Decided January 12, 2010.
APPEAL, by permission of a Justice of the Appellate Division of the Supreme Court in the Second Judicial Department, from an order of that Court, entered March 31, 2009. The Appellate Division affirmed a judgment of the Supreme Court, Queens County (Douglas S. Wong, J.), which had convicted defendant, upon a jury verdict, of grand larceny in the fourth degree and scheme to defraud in the first degree.
People v Ramos, 60 AD3d 1091, reversed.
Legal Aid Society, New York City ( Jonathan Garelick and Steven Banks of counsel), for appellant.
Richard A. Brown, District Attorney, Kew Gardens ( Daniel Bresnahan of counsel), for respondent.
Before: Chief Judge LIPPMAN and Judges CIPARICK, GRAFFEO, READ, SMITH, PIGOTT and JONES concur.
OPINION OF THE COURT
The order of the Appellate Division should be reversed and a new trial ordered on the charges of scheme to defraud in the first degree and petit larceny, and the present indictment otherwise dismissed without prejudice to an application by the People, if they be so advised, for leave to resubmit the charge of grand larceny in the fourth degree to another grand jury ( see People v Steadman, 82 NY2d 1; People v Mayo, 48 NY2d 245, 253).

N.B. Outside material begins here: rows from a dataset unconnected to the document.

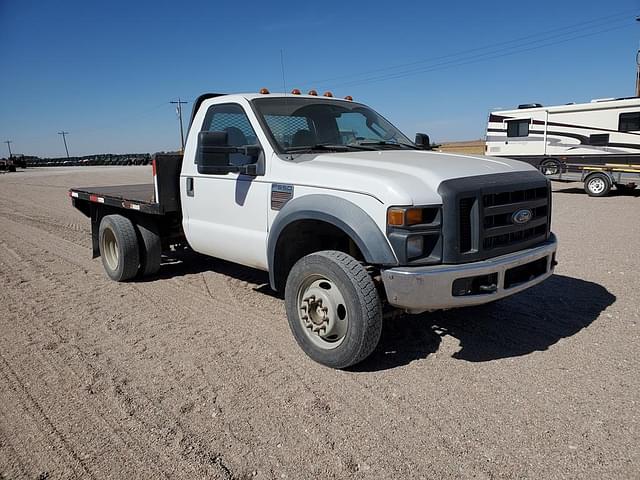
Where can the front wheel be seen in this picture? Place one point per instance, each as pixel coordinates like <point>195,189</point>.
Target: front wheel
<point>551,167</point>
<point>333,308</point>
<point>597,185</point>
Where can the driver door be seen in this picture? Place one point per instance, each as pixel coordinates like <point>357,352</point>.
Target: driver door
<point>227,213</point>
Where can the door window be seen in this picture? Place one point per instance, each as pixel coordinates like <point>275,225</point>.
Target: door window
<point>629,122</point>
<point>518,128</point>
<point>231,119</point>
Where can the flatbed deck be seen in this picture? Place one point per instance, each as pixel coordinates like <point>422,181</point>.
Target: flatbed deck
<point>619,173</point>
<point>136,197</point>
<point>160,197</point>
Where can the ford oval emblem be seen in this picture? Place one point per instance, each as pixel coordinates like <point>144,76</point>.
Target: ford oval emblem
<point>522,216</point>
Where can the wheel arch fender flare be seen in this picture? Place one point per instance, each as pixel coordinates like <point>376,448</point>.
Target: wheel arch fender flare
<point>339,212</point>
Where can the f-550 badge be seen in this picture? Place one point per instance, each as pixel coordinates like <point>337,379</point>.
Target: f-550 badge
<point>280,194</point>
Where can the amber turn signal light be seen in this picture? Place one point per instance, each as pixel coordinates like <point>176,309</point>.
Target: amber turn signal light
<point>404,217</point>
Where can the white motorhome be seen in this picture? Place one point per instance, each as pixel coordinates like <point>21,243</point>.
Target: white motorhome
<point>558,137</point>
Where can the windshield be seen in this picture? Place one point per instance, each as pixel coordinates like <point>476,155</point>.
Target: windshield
<point>299,124</point>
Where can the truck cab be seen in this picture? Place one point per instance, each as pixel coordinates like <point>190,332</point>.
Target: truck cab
<point>350,218</point>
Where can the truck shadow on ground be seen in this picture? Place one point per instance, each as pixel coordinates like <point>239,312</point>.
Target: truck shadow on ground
<point>528,322</point>
<point>531,321</point>
<point>613,193</point>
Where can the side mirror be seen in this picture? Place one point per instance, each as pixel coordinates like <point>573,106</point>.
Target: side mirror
<point>423,141</point>
<point>216,156</point>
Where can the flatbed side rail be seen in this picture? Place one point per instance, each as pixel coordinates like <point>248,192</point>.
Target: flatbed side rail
<point>116,202</point>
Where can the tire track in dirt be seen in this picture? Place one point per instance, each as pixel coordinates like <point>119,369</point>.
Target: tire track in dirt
<point>117,388</point>
<point>202,302</point>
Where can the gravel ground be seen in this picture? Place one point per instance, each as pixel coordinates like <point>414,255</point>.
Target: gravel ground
<point>194,374</point>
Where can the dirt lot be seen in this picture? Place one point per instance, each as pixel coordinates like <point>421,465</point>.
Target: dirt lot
<point>194,374</point>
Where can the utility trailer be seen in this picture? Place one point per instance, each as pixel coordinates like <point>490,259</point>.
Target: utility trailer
<point>598,179</point>
<point>150,213</point>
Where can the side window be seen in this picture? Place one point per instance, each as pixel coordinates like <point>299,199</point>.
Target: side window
<point>518,128</point>
<point>629,122</point>
<point>291,130</point>
<point>231,119</point>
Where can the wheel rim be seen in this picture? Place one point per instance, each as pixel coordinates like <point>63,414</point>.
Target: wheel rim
<point>322,312</point>
<point>597,185</point>
<point>550,168</point>
<point>110,248</point>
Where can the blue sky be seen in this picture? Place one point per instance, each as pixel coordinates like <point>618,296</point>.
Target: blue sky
<point>105,71</point>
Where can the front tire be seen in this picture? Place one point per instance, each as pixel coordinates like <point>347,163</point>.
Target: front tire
<point>333,308</point>
<point>551,167</point>
<point>119,247</point>
<point>597,185</point>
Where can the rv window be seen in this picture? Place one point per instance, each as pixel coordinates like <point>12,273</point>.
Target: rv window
<point>599,139</point>
<point>518,128</point>
<point>629,122</point>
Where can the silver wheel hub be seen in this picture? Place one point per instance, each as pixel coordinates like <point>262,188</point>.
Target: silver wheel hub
<point>322,312</point>
<point>597,185</point>
<point>110,248</point>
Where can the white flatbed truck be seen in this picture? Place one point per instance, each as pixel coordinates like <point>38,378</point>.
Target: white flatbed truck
<point>348,216</point>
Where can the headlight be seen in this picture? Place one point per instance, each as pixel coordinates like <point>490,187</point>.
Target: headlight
<point>404,217</point>
<point>415,246</point>
<point>415,233</point>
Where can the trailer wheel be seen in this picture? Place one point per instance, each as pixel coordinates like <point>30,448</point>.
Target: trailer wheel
<point>333,308</point>
<point>597,185</point>
<point>150,249</point>
<point>119,247</point>
<point>551,167</point>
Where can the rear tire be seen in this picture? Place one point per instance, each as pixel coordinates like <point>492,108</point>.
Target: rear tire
<point>119,247</point>
<point>625,188</point>
<point>333,308</point>
<point>150,249</point>
<point>597,185</point>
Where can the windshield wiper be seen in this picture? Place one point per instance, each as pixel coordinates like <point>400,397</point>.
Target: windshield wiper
<point>382,143</point>
<point>326,147</point>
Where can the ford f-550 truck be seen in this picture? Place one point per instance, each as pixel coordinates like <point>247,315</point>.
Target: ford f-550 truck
<point>348,216</point>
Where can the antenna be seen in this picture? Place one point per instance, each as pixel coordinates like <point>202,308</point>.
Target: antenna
<point>64,139</point>
<point>284,83</point>
<point>179,104</point>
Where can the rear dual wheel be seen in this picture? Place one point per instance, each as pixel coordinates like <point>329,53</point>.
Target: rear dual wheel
<point>128,250</point>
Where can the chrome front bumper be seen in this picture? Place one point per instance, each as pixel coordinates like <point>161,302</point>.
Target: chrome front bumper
<point>418,289</point>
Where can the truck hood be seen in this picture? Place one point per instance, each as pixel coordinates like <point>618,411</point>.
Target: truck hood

The trial court erred when it admitted hearsay evidence without a proper foundation (CPLR 4518 [a]). Even assuming some documents may be admitted as business records without foundation testimony ( see People v Kennedy, 68 NY2d 569, 577 n 4 [1986]), the record at issue in this case was not such a document. Nothing on its face indicates that it "was made in the regular course of any business and that it was the regular course of such business to make it" (CPLR 4518 [a]). Nor can the error be deemed harmless in the circumstances of this case.
In memorandum.
On review of submissions pursuant to section 500.11 of the Rules of the Court of Appeals ( 22 NYCRR 500.11), order reversed, etc.